It’s every beer lover’s dream, to jump in the Time Machine, spin the dials and travel back to discover what iconic brews were really like centuries ago: the IPAs of Victorian England, the porters and stouts of 18th-century London, and, when the church once held sway, the robust ales made by monks.
Westmalle can only satisfy the demand for its beers in Belgium, the Netherlands, France and Britain. At present, the monks have no plans to export to the United States. All you can do is pray...
But, stop the world, I want to get off. There are still monks firing their mash tuns and kettles, continuing a tradition that was once the norm throughout the Christian world. Today, in Belgium, Trappist monks take time from their prayers to make small batches of ale of the highest quality, ales that are promoted by word-of-mouth, not advertising. To visit a Trappist brewery there is to take that journey back in time, when the pace of life was slower and more thoughtful, and the driving force was the pursuit of communal work, not commerce.
Brewing in the Dark Ages
In an age of global brands and mass advertising, it’s easy to forget that for centuries brewing was confined to the home and the church. The spread of Christianity dampened some of the wilder excesses of the Anglo-Saxon period as the church attempted to regulate drinking and to control the production of ale. Monasteries offered accommodation to travelers while the monks built their own brew houses to supply both pilgrims and priests. At a time when was water was unsanitary, vitamin-rich ale was an important part of the monks’ frugal diet. The usual ration in a monastery was eight pints a day of “small beer”—around 3 percent alcohol—for each monk. Production was prodigious. The malt house at Fountains Abbey in Yorkshire, northern England, was 60 square feet in size and the brewery made 60 barrels of ale every 10 days.
And the ale must have been of good quality. In 1158, the priest Thomas Becket, later to become Archbishop of Canterbury and famously murdered in his cathedral, took two chariot loads of ale with him on a diplomatic mission to France, “decocted from choice fat grain as a gift to the French who wondered at such an invention—a drink most wholesome, clear of all dregs, rivaling wine in color and surpassing it in savor.”

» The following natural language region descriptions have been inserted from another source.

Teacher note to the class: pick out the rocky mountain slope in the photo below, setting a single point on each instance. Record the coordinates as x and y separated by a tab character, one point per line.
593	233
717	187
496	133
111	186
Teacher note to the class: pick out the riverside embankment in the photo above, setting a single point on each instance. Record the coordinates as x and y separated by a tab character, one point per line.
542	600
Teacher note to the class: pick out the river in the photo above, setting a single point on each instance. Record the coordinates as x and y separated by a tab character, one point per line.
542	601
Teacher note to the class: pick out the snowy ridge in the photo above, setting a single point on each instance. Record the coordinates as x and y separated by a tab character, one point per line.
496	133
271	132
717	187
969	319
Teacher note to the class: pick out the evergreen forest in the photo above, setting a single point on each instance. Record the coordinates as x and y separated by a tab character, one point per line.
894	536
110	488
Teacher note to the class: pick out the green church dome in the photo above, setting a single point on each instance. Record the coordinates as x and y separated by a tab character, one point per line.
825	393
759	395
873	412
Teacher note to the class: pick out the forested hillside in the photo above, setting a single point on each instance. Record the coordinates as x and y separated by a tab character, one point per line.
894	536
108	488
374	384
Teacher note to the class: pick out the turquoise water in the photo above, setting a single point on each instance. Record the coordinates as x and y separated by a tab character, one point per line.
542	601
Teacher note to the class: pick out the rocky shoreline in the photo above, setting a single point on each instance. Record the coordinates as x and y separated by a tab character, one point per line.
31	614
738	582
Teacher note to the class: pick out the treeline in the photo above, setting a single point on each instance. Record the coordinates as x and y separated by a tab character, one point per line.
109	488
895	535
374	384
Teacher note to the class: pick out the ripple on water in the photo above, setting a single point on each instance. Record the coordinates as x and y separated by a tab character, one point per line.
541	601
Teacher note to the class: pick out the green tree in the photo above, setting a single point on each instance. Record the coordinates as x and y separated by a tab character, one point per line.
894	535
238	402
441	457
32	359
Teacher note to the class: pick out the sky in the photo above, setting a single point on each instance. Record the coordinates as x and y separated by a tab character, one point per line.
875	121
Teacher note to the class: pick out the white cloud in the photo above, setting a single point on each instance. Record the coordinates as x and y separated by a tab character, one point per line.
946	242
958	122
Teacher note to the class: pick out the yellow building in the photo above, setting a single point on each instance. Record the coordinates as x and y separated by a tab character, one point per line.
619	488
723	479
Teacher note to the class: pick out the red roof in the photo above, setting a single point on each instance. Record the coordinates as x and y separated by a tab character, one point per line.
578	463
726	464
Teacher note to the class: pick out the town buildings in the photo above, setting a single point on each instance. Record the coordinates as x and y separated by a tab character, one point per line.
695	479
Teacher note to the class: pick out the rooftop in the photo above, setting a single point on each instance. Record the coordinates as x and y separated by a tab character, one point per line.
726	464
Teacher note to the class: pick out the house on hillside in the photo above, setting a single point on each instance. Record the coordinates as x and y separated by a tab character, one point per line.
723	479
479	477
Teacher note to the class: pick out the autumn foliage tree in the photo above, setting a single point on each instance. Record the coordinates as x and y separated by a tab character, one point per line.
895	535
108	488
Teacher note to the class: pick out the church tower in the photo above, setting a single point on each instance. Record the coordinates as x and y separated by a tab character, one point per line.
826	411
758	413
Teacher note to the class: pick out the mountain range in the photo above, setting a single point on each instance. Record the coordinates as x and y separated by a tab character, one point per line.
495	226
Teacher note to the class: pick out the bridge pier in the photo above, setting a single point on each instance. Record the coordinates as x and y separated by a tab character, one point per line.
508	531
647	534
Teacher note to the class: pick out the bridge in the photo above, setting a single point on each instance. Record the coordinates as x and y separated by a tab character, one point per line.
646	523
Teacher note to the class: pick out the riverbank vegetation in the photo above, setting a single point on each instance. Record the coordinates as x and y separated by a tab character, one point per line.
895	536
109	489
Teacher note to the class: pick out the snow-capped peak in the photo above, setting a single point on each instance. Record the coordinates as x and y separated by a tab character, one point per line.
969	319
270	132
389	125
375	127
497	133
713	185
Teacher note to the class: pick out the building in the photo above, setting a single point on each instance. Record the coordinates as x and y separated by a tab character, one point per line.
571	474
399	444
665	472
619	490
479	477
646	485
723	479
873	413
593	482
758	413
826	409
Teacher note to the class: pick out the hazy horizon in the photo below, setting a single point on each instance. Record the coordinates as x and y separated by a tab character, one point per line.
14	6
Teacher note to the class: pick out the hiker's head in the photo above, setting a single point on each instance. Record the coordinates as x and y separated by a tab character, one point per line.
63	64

The power of the church in society and its near stranglehold on brewing was broken in the 16th century by two key figures in European history. King Henry VIII of England and Martin Luther in Germany were contemporaries, living from 1491 to 1547 and 1483 to 1546 respectively. Henry dissolved the monasteries because he needed the monks’ wealth to fill his depleted coffers while Luther set in motion the Reformation that led to the rise of Protestantism. In both countries, trade replaced feudal land ownership as the way of life. As a result, commercial brewing developed rapidly and the monks shuffled off the pages of history.
Sticking to Tradition
But in the countries that remained faithful to the old religion, change was far slower. In Bavaria, for example, now the southernmost region of Germany, the world’s oldest brewery is in the former monastery of Weihenstephan (Holy Stephen), which was not secularized until 1842. In Munich the Paulaner brewery, acclaimed for its bock beer, also remained in church hands until the 19th century. Monks at the Benedictine monasteries of Andechs and Weltenburg still brew, though they have adopted modern lagering techniques.
It’s in Belgium that the ancient tradition of ale brewing by monks still survives. The abbey of Westmalle, a few miles north of Antwerp, is one of six Trappist monasteries in the country that still make beer. The monks find that their exquisite ales are talked about and sought after by a growing number of discriminating drinkers throughout the world. Westmalle is especially highly regarded, as the abbey has given names to its main products—Dubbel and Tripel—that have become recognized styles. The abbey’s double and triple are frequently copied but rarely if ever surpassed.
The abbey’s full name is Our Beloved Lady of the Sacred Heart. An arrow-straight, narrow road from the village of Westmalle leads to the buildings half-hidden by tall elm trees that act as sentinels against the outside world. Away from the roar of traffic on the Antwerp-Turnhout road, you are struck by the silence and solemnity of the majestic abbey and its grounds. The only sound is birdsong. The word “stilte” (silence) appears on many doors—visitors are greeted by the monks with warm smiles and a finger to the lips.
Westmalle is, fundamentally, a place of worship and contemplation. The monks follow the simple edict of St. Benedict: ora et labora—pray and work. A few words are spoken to visitors but silence is the rule. It was a strange experience to eat both supper and breakfast without exchanging a word with my fellow diners. The atmosphere is quickly absorbed and I found myself tiptoeing down corridors and closing doors as though they were made of fragile glass.
One aspect of the abbey was familiar to me: the delicious aroma of toasted grain and yeast that told me beer was being made. At the rear of the abbey, the brewery stands in sharp contrast to the rest of the buildings. The characteristic symmetry and curves indicate that the brewery was designed and built in the 1930s in the Art Deco style of the time.